Show HN: I made a tool to port tweets to Bluesky mantaining their original date
Tool purpose, features, and gaps
- Ports tweets (including from downloaded archives) to Bluesky while preserving original dates; some link similar tools and competitors.
- Users request:
- Skipping video posts if they can’t be transferred cleanly.
- Mass-delete option after migration.
- Optional per-post suffix like “[Migrated from X]”.
- Some want support for replies/RTs and Mastodon/ActivityPub import as well.
Backdating posts and timestamp integrity
- Many are surprised Bluesky’s API allows arbitrary backdating.
- Concerns:
- Enables scams: fake “prediction” accounts for stocks, sports, lotteries.
- Undermines historical integrity and early platform history.
- Bluesky now shows both
createdAt(client) andindexedAt(first seen) and flags unverified dates, but older posts predate that mechanism. - Some developers note that any consumer of the “firehose” must treat timestamps as unreliable and sort by ingestion time or reject extreme dates.
Verification, impersonation, and proofs
- Worry: anyone could “migrate” someone else’s tweets and impersonate them.
- Proposed mitigations:
- Proving control of the original X account (challenge post).
- Using Twitter archives, Wayback Machine, or blockchain time-attestation / zk proofs as external evidence.
- Objections:
- Archives aren’t signed; can be fabricated.
- Twitter’s current API access is expensive/limited.
- Strong verification clashes with AT Protocol’s decentralized, self-hosted trust model.
AT Protocol design and decentralization debate
- Backdating is described as an intentional feature to support content portability and user-controlled repos (PDS).
- Discussion of:
- Separation of identity (DID / domain) from hosting (PDS) and indexing (AppView).

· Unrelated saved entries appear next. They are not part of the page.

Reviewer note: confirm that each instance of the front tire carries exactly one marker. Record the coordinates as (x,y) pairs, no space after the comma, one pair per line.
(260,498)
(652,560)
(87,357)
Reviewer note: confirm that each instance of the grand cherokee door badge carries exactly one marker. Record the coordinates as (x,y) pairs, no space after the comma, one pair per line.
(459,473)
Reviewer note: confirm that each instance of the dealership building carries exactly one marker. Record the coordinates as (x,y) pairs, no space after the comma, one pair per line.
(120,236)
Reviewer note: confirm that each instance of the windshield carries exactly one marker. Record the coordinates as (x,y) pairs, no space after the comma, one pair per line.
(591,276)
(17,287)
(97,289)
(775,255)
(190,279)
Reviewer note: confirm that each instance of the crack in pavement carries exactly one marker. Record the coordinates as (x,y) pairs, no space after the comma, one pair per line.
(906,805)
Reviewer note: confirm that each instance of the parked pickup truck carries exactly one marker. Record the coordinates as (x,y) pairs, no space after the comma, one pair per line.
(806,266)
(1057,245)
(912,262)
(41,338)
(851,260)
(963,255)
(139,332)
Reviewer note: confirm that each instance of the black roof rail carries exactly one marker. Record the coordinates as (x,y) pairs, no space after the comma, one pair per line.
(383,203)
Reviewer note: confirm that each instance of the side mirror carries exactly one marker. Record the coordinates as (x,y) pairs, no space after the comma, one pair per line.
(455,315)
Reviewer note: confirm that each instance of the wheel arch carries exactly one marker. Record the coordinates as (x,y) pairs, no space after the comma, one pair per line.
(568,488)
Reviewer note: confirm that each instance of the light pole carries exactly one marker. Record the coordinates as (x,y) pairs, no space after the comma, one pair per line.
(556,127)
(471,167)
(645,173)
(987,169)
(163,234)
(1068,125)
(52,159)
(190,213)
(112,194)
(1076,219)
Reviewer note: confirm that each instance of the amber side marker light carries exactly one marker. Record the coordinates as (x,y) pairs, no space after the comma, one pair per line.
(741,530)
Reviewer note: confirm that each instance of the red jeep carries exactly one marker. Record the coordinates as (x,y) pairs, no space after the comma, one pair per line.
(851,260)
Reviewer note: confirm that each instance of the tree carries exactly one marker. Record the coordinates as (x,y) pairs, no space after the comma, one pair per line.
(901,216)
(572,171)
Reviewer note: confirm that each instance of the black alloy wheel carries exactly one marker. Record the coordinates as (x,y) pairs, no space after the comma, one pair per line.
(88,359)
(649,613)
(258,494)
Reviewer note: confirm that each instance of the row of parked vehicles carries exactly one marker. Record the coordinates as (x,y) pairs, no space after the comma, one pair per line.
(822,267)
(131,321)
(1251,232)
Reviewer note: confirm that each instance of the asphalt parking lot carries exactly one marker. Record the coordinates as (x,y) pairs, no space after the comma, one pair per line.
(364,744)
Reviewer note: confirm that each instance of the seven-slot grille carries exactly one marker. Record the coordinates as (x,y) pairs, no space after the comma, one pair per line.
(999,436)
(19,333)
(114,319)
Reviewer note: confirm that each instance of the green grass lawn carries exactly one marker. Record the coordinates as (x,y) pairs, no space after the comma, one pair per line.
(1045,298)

- Trade‑off: you can reorder/delete posts, but timestamps can’t be globally trusted.
- PDS operators effectively hold users’ signing keys unless users self-manage.
- Debate whether Bluesky is “sufficiently decentralized” vs practically dependent on a large, centralized AppView.

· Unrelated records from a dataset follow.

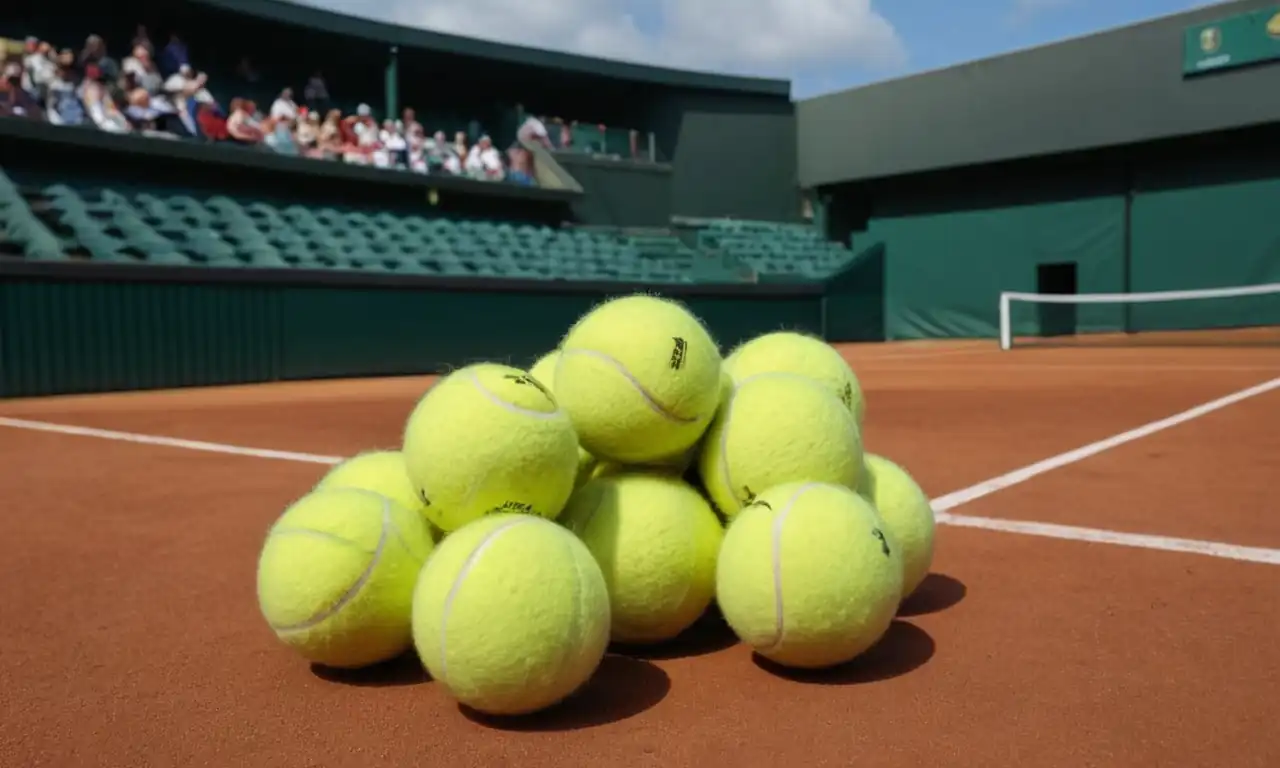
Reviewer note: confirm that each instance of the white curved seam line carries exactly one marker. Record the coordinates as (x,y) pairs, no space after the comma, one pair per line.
(457,585)
(355,588)
(493,397)
(776,556)
(649,400)
(315,534)
(723,452)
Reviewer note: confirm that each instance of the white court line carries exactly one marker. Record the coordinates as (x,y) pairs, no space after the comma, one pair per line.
(109,434)
(942,506)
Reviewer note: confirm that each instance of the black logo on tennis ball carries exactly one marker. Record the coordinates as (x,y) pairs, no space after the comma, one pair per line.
(520,507)
(677,353)
(526,380)
(880,535)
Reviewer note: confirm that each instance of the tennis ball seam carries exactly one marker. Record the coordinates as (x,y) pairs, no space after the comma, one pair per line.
(519,410)
(776,562)
(654,405)
(472,558)
(353,590)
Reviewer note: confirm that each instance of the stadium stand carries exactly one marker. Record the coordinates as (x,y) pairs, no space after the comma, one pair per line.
(159,90)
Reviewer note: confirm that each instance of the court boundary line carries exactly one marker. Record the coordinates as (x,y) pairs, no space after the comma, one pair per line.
(942,504)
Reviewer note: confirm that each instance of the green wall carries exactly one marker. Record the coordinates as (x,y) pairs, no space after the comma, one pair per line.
(1207,222)
(67,329)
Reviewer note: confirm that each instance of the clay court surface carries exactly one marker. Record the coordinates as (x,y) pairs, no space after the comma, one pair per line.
(1114,608)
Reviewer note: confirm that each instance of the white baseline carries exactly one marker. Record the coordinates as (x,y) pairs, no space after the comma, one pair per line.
(942,506)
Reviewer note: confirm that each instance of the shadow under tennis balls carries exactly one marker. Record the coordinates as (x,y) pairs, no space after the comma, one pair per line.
(937,593)
(620,689)
(707,635)
(403,670)
(903,649)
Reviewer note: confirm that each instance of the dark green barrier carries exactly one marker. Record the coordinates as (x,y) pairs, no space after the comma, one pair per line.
(97,328)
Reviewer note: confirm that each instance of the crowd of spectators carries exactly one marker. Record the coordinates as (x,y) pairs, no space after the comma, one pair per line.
(161,94)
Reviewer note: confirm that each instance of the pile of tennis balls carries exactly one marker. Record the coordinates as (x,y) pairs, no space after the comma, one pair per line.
(613,492)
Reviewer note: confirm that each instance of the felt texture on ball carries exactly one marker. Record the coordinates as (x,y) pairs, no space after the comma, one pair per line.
(656,539)
(777,428)
(489,438)
(640,378)
(792,352)
(808,575)
(336,576)
(906,513)
(511,615)
(544,370)
(379,471)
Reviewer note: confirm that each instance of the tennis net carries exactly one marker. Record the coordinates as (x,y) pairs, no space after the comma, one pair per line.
(1244,315)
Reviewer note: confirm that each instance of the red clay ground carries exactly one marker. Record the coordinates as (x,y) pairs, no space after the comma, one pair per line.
(131,632)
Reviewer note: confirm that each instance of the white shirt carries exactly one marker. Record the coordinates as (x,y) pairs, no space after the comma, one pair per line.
(284,109)
(531,128)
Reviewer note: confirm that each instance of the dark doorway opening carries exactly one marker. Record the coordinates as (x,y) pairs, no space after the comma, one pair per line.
(1056,319)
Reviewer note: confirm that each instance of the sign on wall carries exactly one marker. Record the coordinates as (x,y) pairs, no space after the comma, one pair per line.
(1233,41)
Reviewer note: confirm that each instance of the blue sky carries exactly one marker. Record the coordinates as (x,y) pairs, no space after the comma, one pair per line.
(821,45)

Bluesky vs Mastodon and other platforms
- Bluesky is seen as:
- More convenient (single main service, global search, algorithmic feeds).

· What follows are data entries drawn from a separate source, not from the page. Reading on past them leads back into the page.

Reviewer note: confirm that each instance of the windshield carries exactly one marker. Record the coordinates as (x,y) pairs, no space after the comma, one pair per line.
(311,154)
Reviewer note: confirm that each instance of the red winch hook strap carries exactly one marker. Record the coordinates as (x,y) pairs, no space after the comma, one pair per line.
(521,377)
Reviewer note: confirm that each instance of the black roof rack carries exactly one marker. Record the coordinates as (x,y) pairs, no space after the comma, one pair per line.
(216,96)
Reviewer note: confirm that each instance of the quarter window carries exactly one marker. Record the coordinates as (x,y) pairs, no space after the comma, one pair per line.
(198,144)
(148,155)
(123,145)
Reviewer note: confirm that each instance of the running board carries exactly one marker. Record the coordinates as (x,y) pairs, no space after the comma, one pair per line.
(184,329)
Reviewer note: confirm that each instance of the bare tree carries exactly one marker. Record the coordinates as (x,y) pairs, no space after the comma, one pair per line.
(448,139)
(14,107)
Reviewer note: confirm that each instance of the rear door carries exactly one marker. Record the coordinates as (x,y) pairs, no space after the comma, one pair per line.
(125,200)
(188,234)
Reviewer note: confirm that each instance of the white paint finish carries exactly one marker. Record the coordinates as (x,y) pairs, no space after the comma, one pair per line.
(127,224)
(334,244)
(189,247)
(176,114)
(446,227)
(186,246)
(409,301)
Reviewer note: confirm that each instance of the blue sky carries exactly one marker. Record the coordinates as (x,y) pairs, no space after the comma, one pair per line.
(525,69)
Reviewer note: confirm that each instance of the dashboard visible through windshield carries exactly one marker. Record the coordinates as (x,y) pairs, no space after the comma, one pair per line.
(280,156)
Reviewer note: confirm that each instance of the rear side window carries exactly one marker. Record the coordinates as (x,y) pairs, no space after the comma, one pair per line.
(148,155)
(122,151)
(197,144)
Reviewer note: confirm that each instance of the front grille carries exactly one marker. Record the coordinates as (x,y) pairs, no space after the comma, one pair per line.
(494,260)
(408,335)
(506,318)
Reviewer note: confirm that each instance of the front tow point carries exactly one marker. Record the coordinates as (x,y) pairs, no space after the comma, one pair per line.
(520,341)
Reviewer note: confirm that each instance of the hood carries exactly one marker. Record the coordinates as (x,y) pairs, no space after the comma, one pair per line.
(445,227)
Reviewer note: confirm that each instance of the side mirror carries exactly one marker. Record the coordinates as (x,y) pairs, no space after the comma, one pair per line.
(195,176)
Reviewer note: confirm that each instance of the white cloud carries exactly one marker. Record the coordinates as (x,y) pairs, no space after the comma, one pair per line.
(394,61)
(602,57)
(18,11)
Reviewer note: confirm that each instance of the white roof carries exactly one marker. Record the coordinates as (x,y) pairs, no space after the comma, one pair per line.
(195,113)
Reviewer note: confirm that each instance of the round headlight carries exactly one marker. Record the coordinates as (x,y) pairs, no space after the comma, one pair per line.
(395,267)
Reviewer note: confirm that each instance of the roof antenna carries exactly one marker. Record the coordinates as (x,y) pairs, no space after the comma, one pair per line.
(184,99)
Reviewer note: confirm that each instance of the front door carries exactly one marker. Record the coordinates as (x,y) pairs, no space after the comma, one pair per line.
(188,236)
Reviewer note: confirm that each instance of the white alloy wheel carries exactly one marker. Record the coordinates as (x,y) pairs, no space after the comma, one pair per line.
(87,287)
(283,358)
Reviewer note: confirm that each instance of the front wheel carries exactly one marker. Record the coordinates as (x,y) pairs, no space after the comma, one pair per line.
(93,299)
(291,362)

- Having better identity portability than ActivityPub/Mastodon (where identity is tied to a server).
- More attractive to developers due to a stable, free API.
- Counterpoints:
- Mastodon is more decentralized but fragmented and harder for average users (instance choice, search, dead instances).
- Some argue ActivityPub could evolve comparable identity mechanisms but ecosystem migration is nontrivial.
Should we even migrate tweets?
- Split opinions:
- Some value historical/threaded content and treat Twitter as a blog they want to preserve.
- Others welcome a blank slate, see past tweets as “brain farts,” and have deleted archives or regularly purge posts.
- A few find the desire to carry everything over emotionally driven or excessive, while others liken it to migrating a blog between platforms.